Participatory art: Where the audience is encouraged to actively participate in the creation process of the artwork itself.
Relational Art: Where audience interaction with others becomes a key component of artwork creation.
Interactive installations: Complex installations that afford the audience an unprecedented level of interaction with the installation producing a unique and memorable experience.
Games: Where the audience actively participates in an arcade-style game that produces an interaction with various features of the game such as sound, imagery, and interactivity.
Musical performances: Where music is a prominent element in the artwork, often prompting emotional or creative responses from the audience.
- "Some events invite overt audience participation and others allow only modest clapping and criticism and reception."
- "Media audience studies have become a recognized part of the curriculum."
- "Audience theory offers scholarly insight into audiences in general. These insights shape our knowledge of just how audiences affect and are affected by different forms of art."
- "The biggest art form is the mass media. Films, video games, radio shows, software, and other formats are affected by the audience and its reviews and recommendations."
- "In the age of easy internet participation and citizen journalism, professional creators share space, and sometimes attention with the public."
- "Give the people control of media, they will use it. The corollary: Don't give the people control of media, and you will lose."
- "The users are deciding what the point of their engagement will be — what application, what device, what time, what place."
- "Films, video games, radio shows, software (and hardware), and other formats."
- "Some events invite overt audience participation and others allow only modest clapping and criticism and reception."
- "The audience and its reviews and recommendations" affect films, video games, radio shows, software, and other formats.
- "In the age of easy internet participation and citizen journalism, professional creators share space, and sometimes attention with the public."
- "Give the people control of media, they will use it.
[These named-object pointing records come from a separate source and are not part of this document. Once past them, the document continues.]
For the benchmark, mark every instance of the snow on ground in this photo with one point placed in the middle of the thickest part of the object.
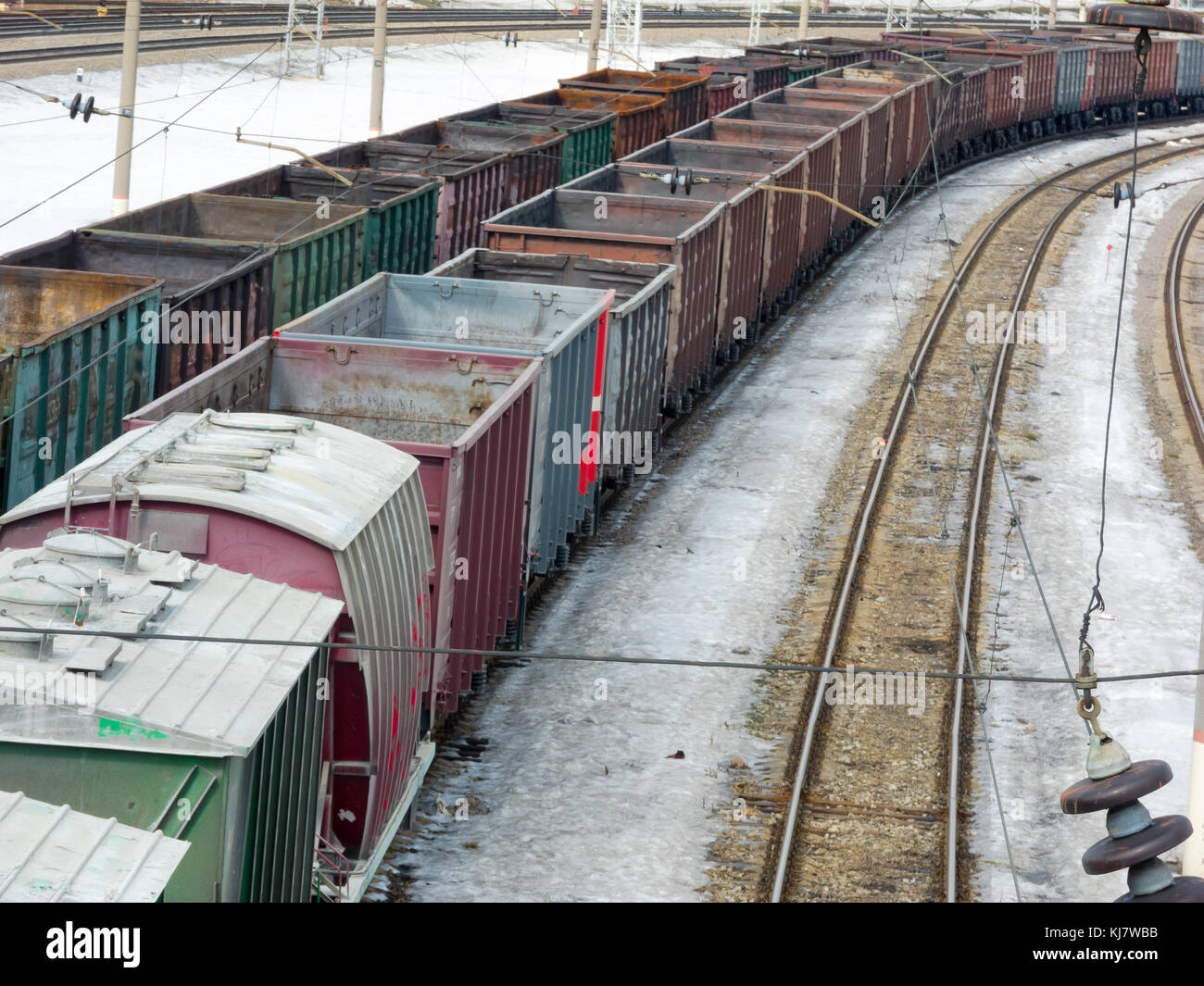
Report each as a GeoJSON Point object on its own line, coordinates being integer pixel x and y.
{"type": "Point", "coordinates": [560, 826]}
{"type": "Point", "coordinates": [582, 802]}
{"type": "Point", "coordinates": [1152, 581]}
{"type": "Point", "coordinates": [44, 151]}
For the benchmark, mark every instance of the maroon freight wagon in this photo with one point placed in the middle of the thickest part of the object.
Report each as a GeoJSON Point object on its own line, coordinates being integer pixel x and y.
{"type": "Point", "coordinates": [773, 167]}
{"type": "Point", "coordinates": [472, 183]}
{"type": "Point", "coordinates": [834, 52]}
{"type": "Point", "coordinates": [745, 216]}
{"type": "Point", "coordinates": [855, 85]}
{"type": "Point", "coordinates": [1036, 89]}
{"type": "Point", "coordinates": [683, 232]}
{"type": "Point", "coordinates": [761, 73]}
{"type": "Point", "coordinates": [304, 504]}
{"type": "Point", "coordinates": [849, 125]}
{"type": "Point", "coordinates": [466, 418]}
{"type": "Point", "coordinates": [821, 147]}
{"type": "Point", "coordinates": [685, 95]}
{"type": "Point", "coordinates": [939, 101]}
{"type": "Point", "coordinates": [639, 117]}
{"type": "Point", "coordinates": [533, 156]}
{"type": "Point", "coordinates": [877, 108]}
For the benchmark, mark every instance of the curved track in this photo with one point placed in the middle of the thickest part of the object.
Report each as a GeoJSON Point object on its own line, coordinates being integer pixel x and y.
{"type": "Point", "coordinates": [875, 790]}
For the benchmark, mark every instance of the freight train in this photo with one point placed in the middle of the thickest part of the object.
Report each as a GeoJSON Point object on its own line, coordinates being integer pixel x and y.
{"type": "Point", "coordinates": [404, 375]}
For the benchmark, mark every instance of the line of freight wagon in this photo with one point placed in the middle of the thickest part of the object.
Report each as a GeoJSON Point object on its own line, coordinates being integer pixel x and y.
{"type": "Point", "coordinates": [481, 296]}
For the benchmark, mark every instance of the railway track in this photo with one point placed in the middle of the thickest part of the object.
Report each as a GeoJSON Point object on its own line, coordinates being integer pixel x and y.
{"type": "Point", "coordinates": [875, 797]}
{"type": "Point", "coordinates": [1185, 339]}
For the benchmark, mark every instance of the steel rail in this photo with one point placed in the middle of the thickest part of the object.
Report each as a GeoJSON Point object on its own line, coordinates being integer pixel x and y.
{"type": "Point", "coordinates": [870, 501]}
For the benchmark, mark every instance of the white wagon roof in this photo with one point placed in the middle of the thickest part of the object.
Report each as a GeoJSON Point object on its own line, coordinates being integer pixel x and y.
{"type": "Point", "coordinates": [163, 696]}
{"type": "Point", "coordinates": [313, 478]}
{"type": "Point", "coordinates": [53, 854]}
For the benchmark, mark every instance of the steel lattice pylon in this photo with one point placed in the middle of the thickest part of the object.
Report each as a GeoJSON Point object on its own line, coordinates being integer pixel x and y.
{"type": "Point", "coordinates": [624, 19]}
{"type": "Point", "coordinates": [755, 20]}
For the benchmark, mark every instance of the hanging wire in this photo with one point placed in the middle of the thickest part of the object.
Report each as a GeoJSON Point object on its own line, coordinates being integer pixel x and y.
{"type": "Point", "coordinates": [1142, 47]}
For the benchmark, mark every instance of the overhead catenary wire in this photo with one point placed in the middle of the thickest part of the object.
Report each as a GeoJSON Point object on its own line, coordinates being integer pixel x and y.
{"type": "Point", "coordinates": [612, 658]}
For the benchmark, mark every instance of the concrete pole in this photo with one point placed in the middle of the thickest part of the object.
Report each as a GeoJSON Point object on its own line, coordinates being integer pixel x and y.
{"type": "Point", "coordinates": [376, 115]}
{"type": "Point", "coordinates": [1193, 850]}
{"type": "Point", "coordinates": [317, 34]}
{"type": "Point", "coordinates": [595, 31]}
{"type": "Point", "coordinates": [125, 120]}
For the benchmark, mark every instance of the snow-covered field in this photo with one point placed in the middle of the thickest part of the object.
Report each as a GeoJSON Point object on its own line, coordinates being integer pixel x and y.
{"type": "Point", "coordinates": [1152, 580]}
{"type": "Point", "coordinates": [583, 803]}
{"type": "Point", "coordinates": [579, 800]}
{"type": "Point", "coordinates": [44, 151]}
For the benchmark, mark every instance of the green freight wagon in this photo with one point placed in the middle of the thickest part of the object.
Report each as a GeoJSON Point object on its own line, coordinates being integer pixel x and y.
{"type": "Point", "coordinates": [589, 139]}
{"type": "Point", "coordinates": [402, 208]}
{"type": "Point", "coordinates": [213, 744]}
{"type": "Point", "coordinates": [320, 252]}
{"type": "Point", "coordinates": [73, 361]}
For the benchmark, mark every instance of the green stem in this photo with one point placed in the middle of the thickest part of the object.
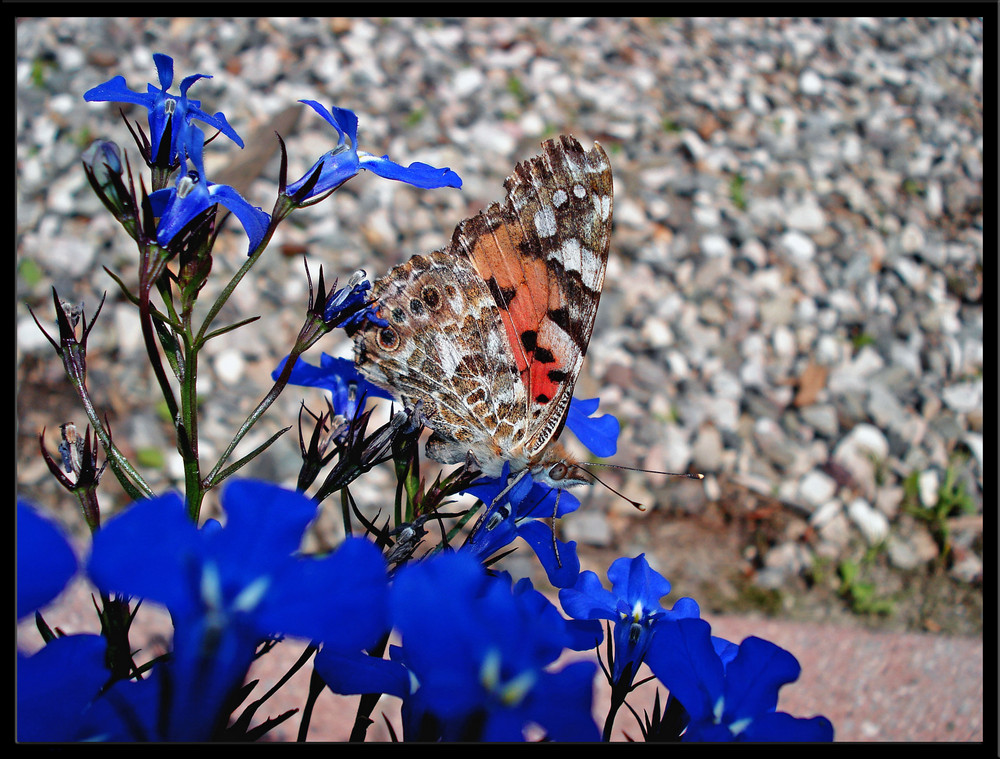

The corollary: Don't give the people control of media, and you will lose."
- "Professional creators share space, and sometimes attention with the public."
- "Media audience studies have become a recognized part of the curriculum."
- "Insights shape our knowledge of just how audiences affect and are affected by different forms of art."
- "Audience theory offers scholarly insight into audiences in general."
- "Films, video games, radio shows, software (and hardware), and other formats are affected by the audience and its reviews and recommendations."
- "The users are deciding what the point of their engagement will be — what application, what device, what time, what place."
- "Whenever citizens can exercise control, they will."